Hanne’s filming schedule was usually nocturnal. The new tooth was taking longer to pay off than she had anticipated. But she never talked about what happened in the “studio” or where the finished films were actually screened. And Lilly could not help but notice the slow dulling of Hanne’s spirit when it was clear that her new career was not what she had supposed at all but simply a repeat of her last.

And so, at Hanne’s insistence, they both auditioned for revues, for cabarets, for theaters. The counts and princes of Prussia and Bavaria had come back from Mesopotamia, from France, and from Georgia and taken rooms in luxury hotels or reopened their villas. Nobody could ignore the barricades, the bloodshed, and the gunfire, but life went on. People drank, they ate, they drank, they danced, they wanted to be entertained. Together with hundreds of other young women, all dressed in knee-skimming skirts and with short, bobbed hair, Lilly and Hanne waited in dusty back stages or hung around in the stalls until, called one by one to sing, dance, or strip, they would take the stage and do their best.

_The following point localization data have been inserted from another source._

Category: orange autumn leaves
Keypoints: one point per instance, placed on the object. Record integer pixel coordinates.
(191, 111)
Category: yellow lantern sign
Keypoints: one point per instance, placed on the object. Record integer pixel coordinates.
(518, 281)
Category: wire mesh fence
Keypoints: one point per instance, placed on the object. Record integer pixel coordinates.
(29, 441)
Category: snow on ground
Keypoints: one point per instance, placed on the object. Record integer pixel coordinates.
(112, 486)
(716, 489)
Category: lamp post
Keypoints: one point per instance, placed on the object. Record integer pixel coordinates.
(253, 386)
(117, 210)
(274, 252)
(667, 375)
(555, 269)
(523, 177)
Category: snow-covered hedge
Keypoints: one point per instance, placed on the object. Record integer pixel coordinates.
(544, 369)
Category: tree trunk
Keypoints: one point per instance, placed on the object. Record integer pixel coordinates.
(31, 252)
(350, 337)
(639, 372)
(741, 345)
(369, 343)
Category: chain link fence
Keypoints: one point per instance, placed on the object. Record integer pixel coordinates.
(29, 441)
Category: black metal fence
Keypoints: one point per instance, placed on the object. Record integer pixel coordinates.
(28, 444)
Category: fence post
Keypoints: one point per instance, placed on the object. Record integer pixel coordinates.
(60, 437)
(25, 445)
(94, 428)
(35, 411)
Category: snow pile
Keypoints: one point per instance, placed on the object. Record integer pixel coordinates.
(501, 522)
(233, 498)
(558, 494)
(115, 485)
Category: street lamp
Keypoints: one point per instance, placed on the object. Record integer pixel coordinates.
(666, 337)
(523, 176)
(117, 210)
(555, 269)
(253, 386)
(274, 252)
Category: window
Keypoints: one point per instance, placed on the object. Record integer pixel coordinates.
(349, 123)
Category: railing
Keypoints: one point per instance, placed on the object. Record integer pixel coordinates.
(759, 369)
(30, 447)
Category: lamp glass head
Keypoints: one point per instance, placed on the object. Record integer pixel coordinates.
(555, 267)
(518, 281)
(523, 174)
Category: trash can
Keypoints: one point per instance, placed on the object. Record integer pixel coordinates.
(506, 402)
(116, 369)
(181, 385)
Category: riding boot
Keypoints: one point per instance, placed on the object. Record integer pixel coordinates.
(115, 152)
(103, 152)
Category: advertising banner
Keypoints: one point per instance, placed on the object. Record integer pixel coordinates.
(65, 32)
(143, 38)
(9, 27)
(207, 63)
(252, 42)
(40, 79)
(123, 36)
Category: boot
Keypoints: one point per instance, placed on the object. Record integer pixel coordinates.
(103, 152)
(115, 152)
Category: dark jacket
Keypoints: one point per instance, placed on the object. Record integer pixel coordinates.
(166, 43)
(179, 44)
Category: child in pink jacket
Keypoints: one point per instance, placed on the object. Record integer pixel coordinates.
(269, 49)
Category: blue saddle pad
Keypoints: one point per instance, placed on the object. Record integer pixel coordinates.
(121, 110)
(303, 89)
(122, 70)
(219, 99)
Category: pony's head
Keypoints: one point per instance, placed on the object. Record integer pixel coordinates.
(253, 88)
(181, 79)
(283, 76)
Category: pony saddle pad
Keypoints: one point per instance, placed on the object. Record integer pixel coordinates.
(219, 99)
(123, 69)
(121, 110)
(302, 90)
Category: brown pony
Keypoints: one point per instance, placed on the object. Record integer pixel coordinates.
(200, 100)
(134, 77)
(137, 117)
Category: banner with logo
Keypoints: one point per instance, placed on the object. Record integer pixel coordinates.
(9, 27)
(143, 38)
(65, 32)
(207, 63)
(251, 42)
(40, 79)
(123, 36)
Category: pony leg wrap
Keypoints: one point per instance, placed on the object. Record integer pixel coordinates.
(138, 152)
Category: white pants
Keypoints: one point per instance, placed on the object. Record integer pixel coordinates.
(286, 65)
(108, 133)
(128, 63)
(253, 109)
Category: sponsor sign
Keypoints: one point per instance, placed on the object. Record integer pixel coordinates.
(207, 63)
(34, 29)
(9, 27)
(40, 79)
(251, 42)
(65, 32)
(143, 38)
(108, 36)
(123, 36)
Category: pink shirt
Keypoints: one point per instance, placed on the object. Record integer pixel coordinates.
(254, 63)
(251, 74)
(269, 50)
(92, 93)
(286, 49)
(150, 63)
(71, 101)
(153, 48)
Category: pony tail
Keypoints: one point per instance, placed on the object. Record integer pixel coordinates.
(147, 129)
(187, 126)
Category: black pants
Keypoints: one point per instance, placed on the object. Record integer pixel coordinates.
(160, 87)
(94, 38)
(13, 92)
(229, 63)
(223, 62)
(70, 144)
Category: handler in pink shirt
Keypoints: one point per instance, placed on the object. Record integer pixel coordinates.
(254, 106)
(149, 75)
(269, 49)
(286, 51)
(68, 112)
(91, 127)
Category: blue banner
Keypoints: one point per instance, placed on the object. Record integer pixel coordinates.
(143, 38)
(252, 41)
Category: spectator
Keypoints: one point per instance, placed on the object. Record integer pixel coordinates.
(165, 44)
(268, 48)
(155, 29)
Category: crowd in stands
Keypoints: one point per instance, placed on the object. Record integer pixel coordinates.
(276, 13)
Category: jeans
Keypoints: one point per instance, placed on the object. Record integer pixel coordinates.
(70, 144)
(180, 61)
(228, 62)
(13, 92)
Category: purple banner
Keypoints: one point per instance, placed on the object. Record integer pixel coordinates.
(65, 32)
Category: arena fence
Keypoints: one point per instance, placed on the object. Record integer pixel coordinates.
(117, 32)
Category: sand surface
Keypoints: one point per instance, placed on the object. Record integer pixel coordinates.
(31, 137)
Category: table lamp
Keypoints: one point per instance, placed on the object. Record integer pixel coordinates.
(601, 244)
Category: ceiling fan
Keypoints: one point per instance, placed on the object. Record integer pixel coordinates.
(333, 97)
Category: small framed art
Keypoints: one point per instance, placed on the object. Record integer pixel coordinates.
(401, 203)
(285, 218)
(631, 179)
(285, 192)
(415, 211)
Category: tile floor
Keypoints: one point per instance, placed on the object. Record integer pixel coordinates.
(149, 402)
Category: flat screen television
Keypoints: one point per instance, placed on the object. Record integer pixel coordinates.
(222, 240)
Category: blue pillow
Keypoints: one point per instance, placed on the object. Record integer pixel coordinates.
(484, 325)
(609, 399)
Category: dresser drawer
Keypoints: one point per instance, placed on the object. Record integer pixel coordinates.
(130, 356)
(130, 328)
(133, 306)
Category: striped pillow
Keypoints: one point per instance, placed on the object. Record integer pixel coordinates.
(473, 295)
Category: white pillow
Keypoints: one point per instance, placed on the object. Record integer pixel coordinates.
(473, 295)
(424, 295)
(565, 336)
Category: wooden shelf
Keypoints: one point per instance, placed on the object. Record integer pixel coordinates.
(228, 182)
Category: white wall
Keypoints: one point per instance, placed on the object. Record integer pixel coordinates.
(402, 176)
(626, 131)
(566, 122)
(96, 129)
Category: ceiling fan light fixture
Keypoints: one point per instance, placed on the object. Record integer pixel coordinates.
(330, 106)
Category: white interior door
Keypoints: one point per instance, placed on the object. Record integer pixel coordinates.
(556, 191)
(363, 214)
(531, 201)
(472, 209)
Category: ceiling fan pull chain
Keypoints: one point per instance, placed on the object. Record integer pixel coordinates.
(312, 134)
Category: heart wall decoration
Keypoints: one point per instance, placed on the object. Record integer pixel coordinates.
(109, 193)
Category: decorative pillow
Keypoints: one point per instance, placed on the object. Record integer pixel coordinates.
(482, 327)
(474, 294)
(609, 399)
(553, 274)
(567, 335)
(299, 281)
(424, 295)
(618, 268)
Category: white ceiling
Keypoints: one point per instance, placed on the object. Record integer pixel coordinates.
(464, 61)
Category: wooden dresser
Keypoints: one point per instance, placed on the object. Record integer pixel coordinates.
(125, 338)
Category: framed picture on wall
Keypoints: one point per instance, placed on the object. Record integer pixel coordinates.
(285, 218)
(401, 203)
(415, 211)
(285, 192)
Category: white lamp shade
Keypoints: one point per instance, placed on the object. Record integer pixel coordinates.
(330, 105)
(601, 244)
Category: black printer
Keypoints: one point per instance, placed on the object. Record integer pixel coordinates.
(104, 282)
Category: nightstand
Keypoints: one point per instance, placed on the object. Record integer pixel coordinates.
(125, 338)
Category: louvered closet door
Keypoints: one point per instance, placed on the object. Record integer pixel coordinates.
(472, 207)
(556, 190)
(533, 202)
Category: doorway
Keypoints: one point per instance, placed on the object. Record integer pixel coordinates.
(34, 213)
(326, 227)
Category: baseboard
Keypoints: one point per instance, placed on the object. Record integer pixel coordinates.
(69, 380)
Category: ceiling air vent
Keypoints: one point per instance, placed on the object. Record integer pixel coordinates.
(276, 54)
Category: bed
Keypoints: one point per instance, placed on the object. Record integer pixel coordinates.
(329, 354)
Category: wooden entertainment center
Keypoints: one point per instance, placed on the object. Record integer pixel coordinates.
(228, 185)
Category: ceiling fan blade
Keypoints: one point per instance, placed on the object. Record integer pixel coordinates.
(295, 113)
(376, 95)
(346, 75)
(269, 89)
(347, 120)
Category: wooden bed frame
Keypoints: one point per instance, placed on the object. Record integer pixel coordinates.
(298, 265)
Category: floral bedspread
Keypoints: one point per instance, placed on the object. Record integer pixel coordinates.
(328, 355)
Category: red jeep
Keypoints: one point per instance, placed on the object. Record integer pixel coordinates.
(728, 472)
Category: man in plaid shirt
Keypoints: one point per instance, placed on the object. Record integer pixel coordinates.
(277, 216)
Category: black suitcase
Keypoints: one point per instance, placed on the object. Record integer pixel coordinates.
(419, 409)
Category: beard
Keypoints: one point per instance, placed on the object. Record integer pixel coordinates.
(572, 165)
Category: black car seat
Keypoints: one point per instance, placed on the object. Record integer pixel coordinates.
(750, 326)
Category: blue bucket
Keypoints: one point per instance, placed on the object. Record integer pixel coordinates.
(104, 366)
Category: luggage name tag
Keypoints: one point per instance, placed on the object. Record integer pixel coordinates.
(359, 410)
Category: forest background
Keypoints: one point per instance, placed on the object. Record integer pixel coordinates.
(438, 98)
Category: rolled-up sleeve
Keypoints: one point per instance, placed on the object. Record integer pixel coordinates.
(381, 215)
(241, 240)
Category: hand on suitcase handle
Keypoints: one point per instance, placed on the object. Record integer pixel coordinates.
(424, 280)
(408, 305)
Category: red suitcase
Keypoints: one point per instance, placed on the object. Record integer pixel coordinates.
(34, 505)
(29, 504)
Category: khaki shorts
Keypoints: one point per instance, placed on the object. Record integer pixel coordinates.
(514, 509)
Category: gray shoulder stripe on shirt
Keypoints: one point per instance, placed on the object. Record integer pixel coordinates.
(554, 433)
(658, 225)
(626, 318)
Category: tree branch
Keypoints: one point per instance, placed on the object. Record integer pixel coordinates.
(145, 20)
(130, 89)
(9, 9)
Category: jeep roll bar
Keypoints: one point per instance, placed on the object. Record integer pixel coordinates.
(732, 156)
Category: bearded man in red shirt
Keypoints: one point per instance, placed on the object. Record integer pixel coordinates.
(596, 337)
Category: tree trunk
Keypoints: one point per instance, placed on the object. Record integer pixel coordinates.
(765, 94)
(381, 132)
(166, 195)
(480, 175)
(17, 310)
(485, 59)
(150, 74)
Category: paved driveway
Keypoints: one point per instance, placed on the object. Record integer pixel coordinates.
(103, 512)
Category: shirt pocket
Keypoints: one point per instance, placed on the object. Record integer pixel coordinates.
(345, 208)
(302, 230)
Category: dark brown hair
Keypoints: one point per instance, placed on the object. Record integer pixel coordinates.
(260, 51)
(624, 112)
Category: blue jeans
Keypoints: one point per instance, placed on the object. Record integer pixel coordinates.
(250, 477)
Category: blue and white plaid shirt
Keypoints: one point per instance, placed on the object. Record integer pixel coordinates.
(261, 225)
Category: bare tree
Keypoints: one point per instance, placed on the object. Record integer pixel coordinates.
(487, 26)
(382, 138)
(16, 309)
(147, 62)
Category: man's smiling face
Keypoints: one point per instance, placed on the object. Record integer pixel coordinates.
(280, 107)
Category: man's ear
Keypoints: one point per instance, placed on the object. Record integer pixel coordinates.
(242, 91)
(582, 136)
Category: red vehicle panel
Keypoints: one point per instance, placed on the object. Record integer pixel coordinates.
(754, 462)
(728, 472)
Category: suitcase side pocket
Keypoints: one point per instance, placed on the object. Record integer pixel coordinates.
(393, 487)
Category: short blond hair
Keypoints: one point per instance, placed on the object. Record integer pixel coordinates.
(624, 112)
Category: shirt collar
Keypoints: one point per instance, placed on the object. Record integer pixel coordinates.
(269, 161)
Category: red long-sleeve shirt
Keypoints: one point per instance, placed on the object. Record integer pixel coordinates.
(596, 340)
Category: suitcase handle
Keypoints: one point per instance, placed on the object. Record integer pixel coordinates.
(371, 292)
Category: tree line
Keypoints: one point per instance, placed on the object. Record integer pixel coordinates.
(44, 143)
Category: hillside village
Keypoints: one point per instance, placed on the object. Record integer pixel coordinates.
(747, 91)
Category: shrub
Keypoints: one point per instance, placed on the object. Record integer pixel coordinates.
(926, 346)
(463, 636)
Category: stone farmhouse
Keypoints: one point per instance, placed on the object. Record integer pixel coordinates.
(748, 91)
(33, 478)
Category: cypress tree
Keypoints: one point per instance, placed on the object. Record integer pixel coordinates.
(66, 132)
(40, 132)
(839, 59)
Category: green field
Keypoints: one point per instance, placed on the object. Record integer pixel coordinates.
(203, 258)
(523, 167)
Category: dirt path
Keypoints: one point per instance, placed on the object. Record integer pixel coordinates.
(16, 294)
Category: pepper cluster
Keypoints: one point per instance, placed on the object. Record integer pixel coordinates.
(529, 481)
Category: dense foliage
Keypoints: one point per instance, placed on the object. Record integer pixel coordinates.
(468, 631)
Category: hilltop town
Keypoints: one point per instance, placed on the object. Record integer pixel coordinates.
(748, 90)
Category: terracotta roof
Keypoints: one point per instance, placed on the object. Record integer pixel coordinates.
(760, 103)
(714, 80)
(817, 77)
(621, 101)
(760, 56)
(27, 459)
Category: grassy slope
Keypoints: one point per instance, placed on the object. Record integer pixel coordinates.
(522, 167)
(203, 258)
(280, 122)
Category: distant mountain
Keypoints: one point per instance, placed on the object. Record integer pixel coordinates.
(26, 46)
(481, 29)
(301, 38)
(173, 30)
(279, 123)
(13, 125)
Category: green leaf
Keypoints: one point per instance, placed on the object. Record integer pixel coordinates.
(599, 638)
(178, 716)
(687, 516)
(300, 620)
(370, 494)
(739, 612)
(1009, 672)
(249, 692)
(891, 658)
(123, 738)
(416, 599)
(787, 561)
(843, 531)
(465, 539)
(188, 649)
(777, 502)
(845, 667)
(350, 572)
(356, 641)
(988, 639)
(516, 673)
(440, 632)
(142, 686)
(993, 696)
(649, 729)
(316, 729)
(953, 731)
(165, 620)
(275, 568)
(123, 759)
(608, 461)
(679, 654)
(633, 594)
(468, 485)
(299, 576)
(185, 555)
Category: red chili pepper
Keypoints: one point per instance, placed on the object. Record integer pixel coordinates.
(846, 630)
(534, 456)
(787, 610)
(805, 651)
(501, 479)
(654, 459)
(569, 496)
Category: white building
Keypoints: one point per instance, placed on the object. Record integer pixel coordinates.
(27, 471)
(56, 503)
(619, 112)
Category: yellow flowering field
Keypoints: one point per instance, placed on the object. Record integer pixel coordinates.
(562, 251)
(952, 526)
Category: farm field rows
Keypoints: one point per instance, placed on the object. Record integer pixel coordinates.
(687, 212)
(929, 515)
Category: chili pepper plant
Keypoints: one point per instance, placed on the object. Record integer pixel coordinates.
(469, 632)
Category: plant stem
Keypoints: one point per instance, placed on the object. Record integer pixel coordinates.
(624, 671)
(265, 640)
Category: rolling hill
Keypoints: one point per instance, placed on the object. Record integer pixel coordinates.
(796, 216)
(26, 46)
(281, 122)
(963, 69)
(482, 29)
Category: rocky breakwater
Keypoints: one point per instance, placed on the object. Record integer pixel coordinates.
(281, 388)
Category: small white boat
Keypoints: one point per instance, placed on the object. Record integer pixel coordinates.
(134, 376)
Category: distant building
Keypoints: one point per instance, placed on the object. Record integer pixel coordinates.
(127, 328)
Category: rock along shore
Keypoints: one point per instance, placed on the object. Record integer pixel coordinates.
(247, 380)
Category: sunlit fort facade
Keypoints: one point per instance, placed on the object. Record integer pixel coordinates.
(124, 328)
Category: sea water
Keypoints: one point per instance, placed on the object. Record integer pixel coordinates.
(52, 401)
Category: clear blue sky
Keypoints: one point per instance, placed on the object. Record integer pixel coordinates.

Lilly, who could not sing or dance or even strip with any real sense of conviction, was never called back for a second audition. Hanne was recalled once to the Chantant Singing Hall in Oranienburger Strasse but was not chosen for the final lineup.

Although Hanne knew she was spending far more than she was making, she had become more extravagant than ever. She bought a wind-up phonograph and a stack of recordings. She had her dresses altered to make them shorter, sexier, more revealing. French fashion was now filling the department stores again, and Hanne bought them each a pair of buckled shoes with small heels from Paris.